いやぁ、これは酷い。前作のラストで「おお、そう来たか」という展開になっていて作品としてはほとんどネタバレしているので、じゃぁ今作では何を観せてくれるのかと期待していたら登場人物たちの演説ばかりである。新しいものがないどころか、前作にはあった巨人の活躍(虐殺)シーンがほとんど失われてしまった。これでは何も新味がなく、むしろつまらないシーンが延々と続くのですぐに眠くなってきてしまった。

その後も何かあるんじゃないか、と寝ないように頑張ったのだけれど、終わってみれば前半は退屈な人間ドラマが展開され、後半は緊迫感のないアクションが展開されるだけの映画だった。前編のラストがクライマックスだったので、これなら比較的どうでも良い人間ドラマなんか全部端折って、2時間半の作品に仕上げれば良かったのに、わざわざ出がらしの後編を作ってしまったあたり、製作会社の強欲っぷりが鼻につく。

評価は☆ゼロ。一年に一作あるかないかの放射性廃棄物級映画である。前作を観た人はどうしたって結末を知りたいと思うだろうが、お金と時間の無駄になること請け合いなので、観なくて良いと思うし、それでもどうしても観たいならレンタルで済ませておくと良いだろう。とにかく、こういう映画が間違って成功してしまってはダメだ。ダメな映画が宣伝力によって集客して成功してしまっては、ダメな映画が引き続き量産されてしまうし、まじめに映画を作っている人が馬鹿を見るし、「映画って、つまんないよね」という認識が一般化してしまう。これによって文化としての映画が衰退してしまうのが一番困る。こういう映画はきちんと叩かれて、客が入らず、大失敗作としてみんなの記憶に残されるべきなのだ。

なお、もの好き用にネタバレレビューも書いておく。








とりあえず、色々酷いんだけど、例えば重要な登場人物二人が兄弟っていう設定で、それが徐々に明らかになっていく。ところが、「だから、どうした」という感じで、その隠し設定が全く活きてこない。大体、お前ら兄弟ならもうちょっと仲良くしておけよ、という感じである。その二人が協力していれば、状況はずっと良かったはずだ。このあたりはいつもどおり、脚本の問題だろう。
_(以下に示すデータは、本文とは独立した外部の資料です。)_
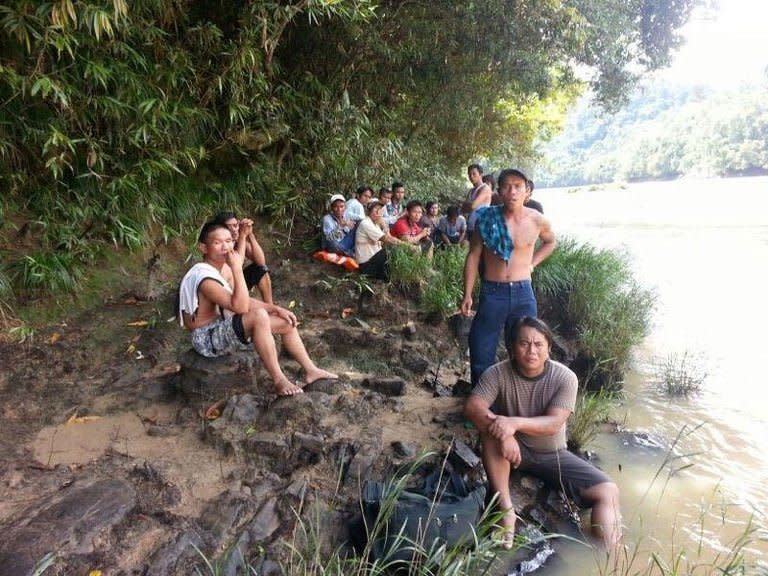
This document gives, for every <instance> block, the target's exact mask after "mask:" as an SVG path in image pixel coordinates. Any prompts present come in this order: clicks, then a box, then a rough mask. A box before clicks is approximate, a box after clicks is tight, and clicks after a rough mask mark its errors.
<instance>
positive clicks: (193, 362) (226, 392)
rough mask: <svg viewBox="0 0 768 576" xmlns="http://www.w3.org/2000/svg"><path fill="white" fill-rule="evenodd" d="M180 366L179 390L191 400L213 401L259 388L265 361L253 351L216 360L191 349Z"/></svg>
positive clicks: (178, 379)
mask: <svg viewBox="0 0 768 576" xmlns="http://www.w3.org/2000/svg"><path fill="white" fill-rule="evenodd" d="M179 365H180V366H181V370H180V372H179V374H178V378H177V385H178V387H179V390H180V391H181V392H182V393H183V394H184V395H185V396H187V397H188V398H189V399H191V400H202V401H205V402H211V401H213V400H218V399H221V398H227V397H228V396H231V395H232V394H234V393H237V392H241V391H247V390H253V389H254V388H256V383H257V381H258V376H259V370H260V368H261V361H260V360H259V357H258V356H257V355H256V353H255V352H254V351H253V350H252V349H250V348H249V349H247V350H238V351H235V352H231V353H229V354H226V355H224V356H218V357H216V358H206V357H205V356H202V355H200V354H198V353H197V352H195V351H194V350H193V349H191V348H190V349H188V350H187V351H186V352H184V353H183V354H182V355H181V357H180V358H179Z"/></svg>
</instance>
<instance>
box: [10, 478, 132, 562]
mask: <svg viewBox="0 0 768 576" xmlns="http://www.w3.org/2000/svg"><path fill="white" fill-rule="evenodd" d="M135 506H136V493H135V491H134V489H133V487H132V486H131V485H130V484H129V483H128V482H125V481H123V480H116V479H115V480H113V479H109V480H97V481H95V482H91V483H90V484H83V485H78V484H73V485H72V486H70V487H69V488H68V489H66V490H62V491H60V492H56V493H53V494H51V495H49V496H48V497H46V498H44V499H43V500H42V502H41V503H40V504H37V505H35V506H32V507H29V508H27V509H26V510H24V511H23V512H22V513H21V514H20V515H19V516H18V517H17V518H15V519H13V520H12V521H11V522H10V523H9V524H8V525H7V526H6V527H5V529H4V530H3V541H2V543H1V544H0V566H2V569H3V570H4V573H6V574H30V573H31V572H32V571H33V570H34V568H35V565H36V564H37V562H38V561H39V560H40V559H41V558H42V557H43V556H45V554H47V553H48V552H50V551H52V550H55V551H56V552H57V554H58V555H60V556H61V555H66V554H79V555H85V554H91V553H92V552H94V550H95V541H97V540H98V539H99V538H100V537H102V535H103V534H105V533H107V532H108V531H109V530H111V529H112V528H113V527H114V526H115V525H117V524H119V523H120V522H122V521H123V520H124V519H125V518H126V516H127V515H128V513H129V512H131V510H133V509H134V507H135Z"/></svg>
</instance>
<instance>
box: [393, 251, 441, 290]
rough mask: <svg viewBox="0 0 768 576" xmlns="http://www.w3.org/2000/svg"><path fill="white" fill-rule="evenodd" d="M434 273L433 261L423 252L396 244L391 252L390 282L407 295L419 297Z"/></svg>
mask: <svg viewBox="0 0 768 576" xmlns="http://www.w3.org/2000/svg"><path fill="white" fill-rule="evenodd" d="M431 275H432V262H431V261H430V260H429V258H427V257H426V256H423V255H422V254H421V252H420V251H419V252H416V251H415V250H412V249H410V248H407V247H401V246H395V247H394V248H393V249H392V250H391V251H390V253H389V282H390V284H392V286H394V287H395V288H397V289H398V290H400V291H401V292H403V293H404V294H405V295H406V296H412V297H415V298H418V297H419V296H420V295H421V290H422V286H423V285H424V284H425V283H426V281H427V279H428V278H430V277H431Z"/></svg>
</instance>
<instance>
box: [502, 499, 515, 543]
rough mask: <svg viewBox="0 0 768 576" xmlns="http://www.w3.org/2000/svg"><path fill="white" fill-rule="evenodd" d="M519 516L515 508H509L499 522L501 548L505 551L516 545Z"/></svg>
mask: <svg viewBox="0 0 768 576" xmlns="http://www.w3.org/2000/svg"><path fill="white" fill-rule="evenodd" d="M516 520H517V515H516V514H515V509H514V508H507V510H506V511H505V512H504V515H503V516H502V517H501V520H500V521H499V522H500V524H501V546H502V548H504V549H505V550H511V549H512V547H513V546H514V545H515V521H516Z"/></svg>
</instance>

じゃぁ、「監督は悪くない」ってことかと言えば、そんなこともない。退屈なシーンがずっと続いたりするのは監督のせいだろう。演出もメリハリがなく、例えば不発弾を運ぶというミッションが、全然緊迫感がない。登場人物たちからは「爆発したらどうしよう」という気配が感じられない。

他にもつまらないところは山程あるのだけれど、最後、エンドロールが流れ切ったところでちょっ挟まれるAIの会話も興醒め。

どういう風に書いたら伝わるか良くわからないのだけれど、たとえば全編で魅力100の作品を、目をつぶって真っ二つに分割すると、前編50と後編50になるわけ。でも、大抵の場合、後編に比重をかけるから、魅力の配分は30と70とかになる。ところが、この作品は前編を100、というか、120ぐらいにしちゃったので、後編がマイナス20になってしまった、みたいな。出がらしならゼロだけど、それ以上にマイナスなので、放射性廃棄物、みたいな。なんでこんな映画を作っちゃったんだろうねぇ。つい最近観た「天空の蜂」も酷かったけれど、それ以上。今シーズンのワーストワン最有力候補である。というか、こんなつまんない映画はこれでもう最後にして欲しい。